Before you do it, bear in mind you may be asked to reboot your computer afterwards.
For Windows machines:
Open Chrome and go to Menu > “Settings” > “Reset and Cleanup,” or type chrome://settings/cleanup/ into your omnibar. Click “Clean up computer,” then “Find.”
Chrome will list any unwanted software it finds. You can then click “Remove” to delete it.
On a Mac:
Go to Finder > Applications, and look for anything that you don’t remember installing. (You can also search your Downloads folder in finder for .dmg installer files that don’t look right.) If you’re not sure what something is, Google it to check.
If you do find anything that doesn’t look right, drag it to the trash and then empty the trash.
What about third-party cleanup tools for Macs? These basically act as an interface between you and functionality that’s built into Mac OSX anyway. You shouldn’t need one, and some are notoriously difficult to remove themselves once installed.
8. Uninstall and reinstall
Updating Chrome isn’t the same as uninstalling it. Sometimes files associated with an application can cause it to crash or interact badly with extensions or websites. If you’re at this stage of the list and Chrome keeps on crashing, it might be time to uninstall and reinstall your browser.
To uninstall Chrome on Windows:
(These instructions are for Windows 10.)
Go to Start and click Settings, then scroll down and find Apps. Click Apps and scroll down the Apps and Features list until you find Google Chrome. Click on it, click “Uninstall” and confirm. Google Chrome will be uninstalled.
Double check for Chrome files on Windows by opening the Control Panel and searching for %programfiles% and %appdata%. These are the folders where data associated with applications is stored. Once you have found these folders, open them and search for Google Chrome and delete any remaining files.
Note that if you do this and you weren’t signed in to your Google account on Chrome, all your browsing data will be lost, including bookmarks and history.
To uninstall Chrome on a Mac:
Quit Chrome first. If you don’t, you won’t be able to uninstall it—Mac OS X won’t uninstall a running application. Go to Applications and find Chrome, then drag it to the trash and empty the trash.
This may still leave some application files on the hard disk. To remove these, go to Finder > Library > Application Support/Google/Chrome and delete the files you find there. In some cases these can take up far more space than the original application.
Once you’ve finished uninstalling, you can reinstall Chrome from the Chrome website here. Installing Chrome should be a simple matter of downloading the installation file and running the installer, and the Chrome website should automatically detect your operating system and serve you the right download. If you get stuck, we have a comprehensive guide to installing Chrome here.
9. No Sandbox flag
Chrome Flags are tools for enabling special functionality inside Chrome. They change the way Chrome works rather than adding new code, and they’re used to access experimental features that sometimes wind up being a normal part of the Chrome experience.
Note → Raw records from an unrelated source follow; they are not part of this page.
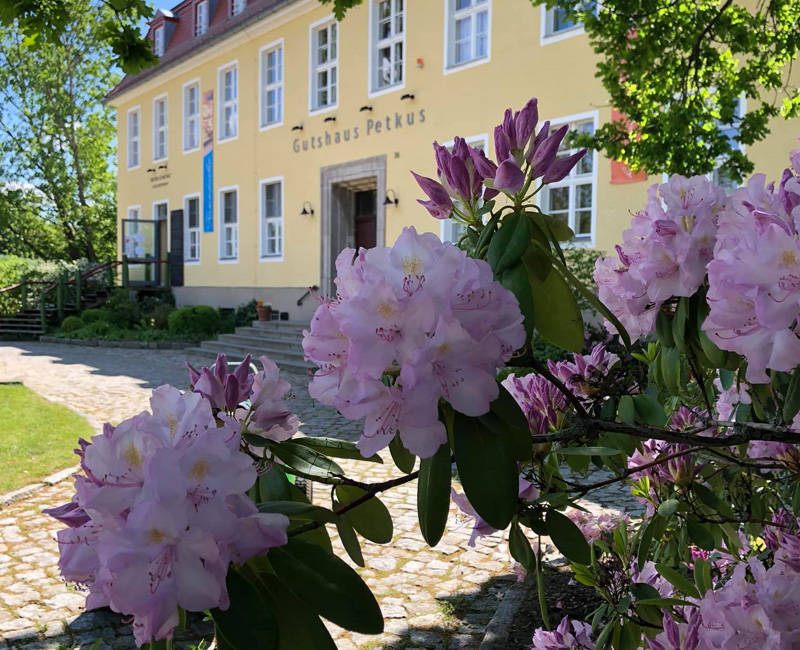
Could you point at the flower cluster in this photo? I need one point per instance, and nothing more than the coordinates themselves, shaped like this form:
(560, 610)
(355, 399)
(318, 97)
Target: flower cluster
(664, 253)
(467, 176)
(754, 279)
(161, 510)
(411, 324)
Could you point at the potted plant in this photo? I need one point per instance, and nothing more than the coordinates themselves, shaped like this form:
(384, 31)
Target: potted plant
(264, 310)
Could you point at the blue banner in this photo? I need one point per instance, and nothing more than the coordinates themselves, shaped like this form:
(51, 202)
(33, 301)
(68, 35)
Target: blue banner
(208, 192)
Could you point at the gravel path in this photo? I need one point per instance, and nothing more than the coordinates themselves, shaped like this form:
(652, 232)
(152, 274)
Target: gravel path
(437, 599)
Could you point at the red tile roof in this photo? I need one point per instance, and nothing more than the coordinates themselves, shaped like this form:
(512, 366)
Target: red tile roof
(183, 44)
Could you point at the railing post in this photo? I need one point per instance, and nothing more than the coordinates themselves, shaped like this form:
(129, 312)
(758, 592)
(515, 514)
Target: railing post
(167, 280)
(125, 275)
(43, 311)
(78, 289)
(61, 291)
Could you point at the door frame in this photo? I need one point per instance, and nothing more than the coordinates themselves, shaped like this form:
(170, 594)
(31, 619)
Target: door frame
(373, 167)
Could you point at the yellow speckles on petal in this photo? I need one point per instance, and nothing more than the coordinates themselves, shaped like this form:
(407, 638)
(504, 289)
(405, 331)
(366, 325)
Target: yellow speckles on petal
(385, 310)
(412, 265)
(133, 456)
(200, 469)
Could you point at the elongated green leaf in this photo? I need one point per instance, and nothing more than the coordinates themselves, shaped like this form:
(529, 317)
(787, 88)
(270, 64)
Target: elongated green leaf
(433, 494)
(299, 627)
(350, 540)
(567, 538)
(557, 316)
(403, 458)
(520, 548)
(677, 580)
(515, 279)
(371, 519)
(791, 405)
(248, 623)
(487, 469)
(328, 586)
(336, 448)
(509, 243)
(306, 460)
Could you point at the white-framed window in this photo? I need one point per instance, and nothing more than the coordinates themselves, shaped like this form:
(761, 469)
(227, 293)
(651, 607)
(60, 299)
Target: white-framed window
(271, 105)
(158, 41)
(324, 64)
(573, 200)
(467, 32)
(229, 224)
(228, 102)
(557, 26)
(272, 219)
(160, 124)
(387, 44)
(452, 230)
(191, 221)
(191, 116)
(201, 18)
(134, 138)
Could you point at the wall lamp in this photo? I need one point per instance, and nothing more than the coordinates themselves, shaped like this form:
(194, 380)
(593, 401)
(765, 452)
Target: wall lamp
(388, 201)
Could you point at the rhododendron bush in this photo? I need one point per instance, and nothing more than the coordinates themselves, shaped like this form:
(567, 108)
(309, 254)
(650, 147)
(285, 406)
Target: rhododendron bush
(194, 506)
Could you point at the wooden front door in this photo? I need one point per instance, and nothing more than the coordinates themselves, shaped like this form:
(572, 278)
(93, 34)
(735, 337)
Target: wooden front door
(366, 208)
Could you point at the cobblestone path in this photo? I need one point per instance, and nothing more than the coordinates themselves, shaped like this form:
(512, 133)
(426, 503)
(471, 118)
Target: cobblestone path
(434, 599)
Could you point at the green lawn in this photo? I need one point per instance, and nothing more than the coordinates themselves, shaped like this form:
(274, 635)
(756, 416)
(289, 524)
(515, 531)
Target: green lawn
(36, 437)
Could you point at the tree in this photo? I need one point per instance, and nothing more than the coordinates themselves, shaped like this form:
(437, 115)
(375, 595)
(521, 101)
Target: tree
(56, 134)
(677, 71)
(118, 26)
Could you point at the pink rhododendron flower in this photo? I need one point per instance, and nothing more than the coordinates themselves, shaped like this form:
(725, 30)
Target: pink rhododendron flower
(423, 314)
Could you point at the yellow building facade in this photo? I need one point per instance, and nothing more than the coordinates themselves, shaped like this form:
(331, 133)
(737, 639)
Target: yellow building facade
(269, 137)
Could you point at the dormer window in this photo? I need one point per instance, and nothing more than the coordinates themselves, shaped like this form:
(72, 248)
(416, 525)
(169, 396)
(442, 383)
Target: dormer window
(201, 18)
(158, 41)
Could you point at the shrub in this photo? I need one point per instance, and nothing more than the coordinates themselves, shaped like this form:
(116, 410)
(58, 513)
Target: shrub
(195, 320)
(93, 315)
(71, 324)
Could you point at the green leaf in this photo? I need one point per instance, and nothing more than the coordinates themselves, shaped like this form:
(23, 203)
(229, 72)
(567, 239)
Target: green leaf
(327, 585)
(350, 540)
(516, 281)
(649, 410)
(520, 548)
(700, 535)
(371, 518)
(403, 458)
(557, 316)
(248, 617)
(509, 243)
(677, 580)
(587, 451)
(626, 411)
(791, 405)
(487, 470)
(433, 494)
(567, 538)
(669, 507)
(299, 627)
(306, 460)
(336, 448)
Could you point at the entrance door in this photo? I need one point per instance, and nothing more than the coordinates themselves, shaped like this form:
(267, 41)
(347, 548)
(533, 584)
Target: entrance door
(366, 217)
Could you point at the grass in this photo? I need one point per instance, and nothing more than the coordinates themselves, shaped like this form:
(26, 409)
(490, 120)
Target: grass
(36, 437)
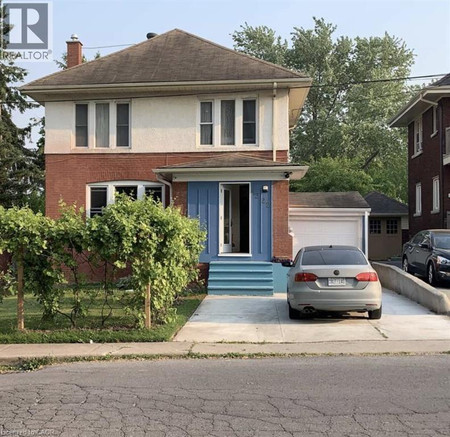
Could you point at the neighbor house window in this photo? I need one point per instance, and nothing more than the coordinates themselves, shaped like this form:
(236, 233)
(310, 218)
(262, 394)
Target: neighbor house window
(418, 199)
(434, 120)
(206, 123)
(99, 200)
(436, 197)
(101, 195)
(123, 125)
(128, 190)
(418, 134)
(249, 122)
(227, 122)
(375, 226)
(102, 125)
(392, 226)
(81, 125)
(155, 193)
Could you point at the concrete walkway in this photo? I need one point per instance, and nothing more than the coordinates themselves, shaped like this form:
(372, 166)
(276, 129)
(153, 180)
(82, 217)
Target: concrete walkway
(265, 319)
(260, 325)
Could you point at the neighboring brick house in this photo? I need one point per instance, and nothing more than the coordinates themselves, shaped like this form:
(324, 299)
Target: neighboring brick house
(186, 121)
(427, 117)
(388, 226)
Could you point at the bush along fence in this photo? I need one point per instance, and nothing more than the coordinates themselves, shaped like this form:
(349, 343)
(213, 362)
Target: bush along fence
(159, 247)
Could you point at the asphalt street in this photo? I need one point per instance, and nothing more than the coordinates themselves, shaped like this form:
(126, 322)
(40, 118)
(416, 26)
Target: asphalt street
(311, 396)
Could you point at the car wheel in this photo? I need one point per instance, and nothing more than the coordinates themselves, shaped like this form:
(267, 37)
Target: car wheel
(405, 265)
(293, 314)
(431, 274)
(375, 314)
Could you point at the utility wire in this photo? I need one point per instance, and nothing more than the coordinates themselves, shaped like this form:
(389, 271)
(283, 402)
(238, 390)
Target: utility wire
(338, 85)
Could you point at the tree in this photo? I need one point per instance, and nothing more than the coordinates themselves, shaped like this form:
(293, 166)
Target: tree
(358, 84)
(21, 177)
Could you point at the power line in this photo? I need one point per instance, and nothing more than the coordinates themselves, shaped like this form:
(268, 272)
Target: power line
(337, 85)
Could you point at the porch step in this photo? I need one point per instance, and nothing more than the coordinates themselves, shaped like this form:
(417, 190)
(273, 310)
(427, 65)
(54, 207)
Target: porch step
(240, 278)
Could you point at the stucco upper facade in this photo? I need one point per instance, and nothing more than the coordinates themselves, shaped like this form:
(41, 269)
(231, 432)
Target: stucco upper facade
(171, 124)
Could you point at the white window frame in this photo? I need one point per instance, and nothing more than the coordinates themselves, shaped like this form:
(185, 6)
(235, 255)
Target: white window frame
(418, 200)
(112, 124)
(418, 136)
(110, 191)
(238, 122)
(434, 119)
(436, 195)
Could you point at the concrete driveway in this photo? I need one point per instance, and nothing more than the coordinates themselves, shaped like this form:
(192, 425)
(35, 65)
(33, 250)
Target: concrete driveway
(265, 319)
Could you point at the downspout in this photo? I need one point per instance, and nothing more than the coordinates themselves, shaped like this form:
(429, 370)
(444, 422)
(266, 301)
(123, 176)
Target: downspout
(441, 166)
(366, 233)
(274, 119)
(167, 184)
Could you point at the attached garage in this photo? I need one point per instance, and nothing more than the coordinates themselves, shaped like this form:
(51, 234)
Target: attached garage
(328, 218)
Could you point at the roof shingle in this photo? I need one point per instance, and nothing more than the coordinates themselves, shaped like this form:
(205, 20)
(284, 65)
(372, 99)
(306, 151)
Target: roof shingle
(174, 56)
(382, 204)
(350, 199)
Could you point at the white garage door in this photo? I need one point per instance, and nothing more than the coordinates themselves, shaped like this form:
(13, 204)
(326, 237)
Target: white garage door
(315, 231)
This is a different kind of flag, one that tells your operating system how to treat your browser when it runs the application. It’s not available for Mac.
Here’s how to use it on a Windows machine:
Find the Chrome desktop shortcut and right-click it, then click “Properties.” Click the Shortcut tab and type –no-sandbox into the file path. Typically, Chrome will be installed in your C drive so the file path should now look something like:
You can now click the desktop shortcut to open the application with sandboxing disabled.
You can also do this in Linux.
Open a terminal instance and find /usr/bin/google-chrome. Add –no-sandbox at the end of the last line, line 42. Now you should be able to start Chrome from the menu as root with no sandboxing.
However, addressing sandboxing is a cosmetic fix. If you’re having trouble right now, it might get you through the day, but what you really need to do is get to the root of the problem, which probably means updating your endpoint security when that becomes possible.